Of course Protestants as a whole make up only 51% of the population since the number of mainline Protestants has shriveled to 18.1%. The survey quotes other analysis finding that mainline denominations decreased as evangelical denominations increased. Pew Research fellow Greg Smith told the Washington Times this makes evangelical churches "the mainline of American Protestantism."
What's the evangelical appeal? Stock answers include "a desire for a closer experience of God" (Pew forum director Luis Lugo in the Washington Times), a trend towards "more personal religion" (Boston University's Stephen Prothero in the New York Times), a "sense of ownership of their church" (Notre Dame's Christian Smith in Wall Street Journal), and practicality (Boston College's Alan Wolfe in Wall Street Journal).
Evangelical popularity may be fickle, however, since the survey found waning denominational loyalty. If evangelicals are going to grow American Protestantism, they should learn from two mainline Protestant mistakes:
Departure from doctrine. GetReligion.org's Terry Mattingly hints at the problem of mainline churches:
People may flee one pew - in a splitting church - and try to find a pew in another church that is defending the doctrines that the old denomination used to defend. … You may have people who are exiting a church because they have lost their faith or radically changed it. Then again, it may be the faith of their old church that has radically changed.
Mainline denominations shrank when they drifted into doctrinal liberalism, and they can blame some empty pews on the fact that they gutted the Christian faith of its substance.
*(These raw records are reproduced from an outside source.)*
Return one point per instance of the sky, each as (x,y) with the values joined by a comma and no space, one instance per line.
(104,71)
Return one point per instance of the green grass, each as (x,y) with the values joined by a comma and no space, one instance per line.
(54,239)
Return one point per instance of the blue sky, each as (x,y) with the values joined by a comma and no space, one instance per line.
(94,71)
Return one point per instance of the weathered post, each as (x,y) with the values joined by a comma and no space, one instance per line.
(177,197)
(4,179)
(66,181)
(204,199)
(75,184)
Pursuit of politics. Andrew Sullivan says neither liberals nor conservatives should turn Christianity into a political ideology: "'My kingdom is not of this world,' Jesus insisted. What part of that do we not understand?"
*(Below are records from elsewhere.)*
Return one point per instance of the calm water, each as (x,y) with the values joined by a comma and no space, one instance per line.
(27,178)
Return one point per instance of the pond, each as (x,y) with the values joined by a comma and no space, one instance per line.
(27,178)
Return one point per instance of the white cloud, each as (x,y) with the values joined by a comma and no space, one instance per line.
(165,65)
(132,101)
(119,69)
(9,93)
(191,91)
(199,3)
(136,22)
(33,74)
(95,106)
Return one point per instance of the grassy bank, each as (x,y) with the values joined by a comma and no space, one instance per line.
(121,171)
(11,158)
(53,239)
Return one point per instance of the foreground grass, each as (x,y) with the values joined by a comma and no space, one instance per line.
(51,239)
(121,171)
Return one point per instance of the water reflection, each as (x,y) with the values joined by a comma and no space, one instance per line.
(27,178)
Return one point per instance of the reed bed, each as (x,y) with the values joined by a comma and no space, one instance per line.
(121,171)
Evangelical growth means political clout, but will evangelicals make the mainline mistake of over-politicizing Christianity? Evangelicals were so politically splintered they couldn't rally behind one GOP candidate this election. Liberal ministers like Jim Wallis are trumpeting the end of the Religious Right, and young evangelicals identify less with the Republicans and Religious Right. This diversity may prevent evangelicals from forming a political monolith, but the diversity may also divide evangelicals if conservatives and liberals start proof-texting for their pet political projects.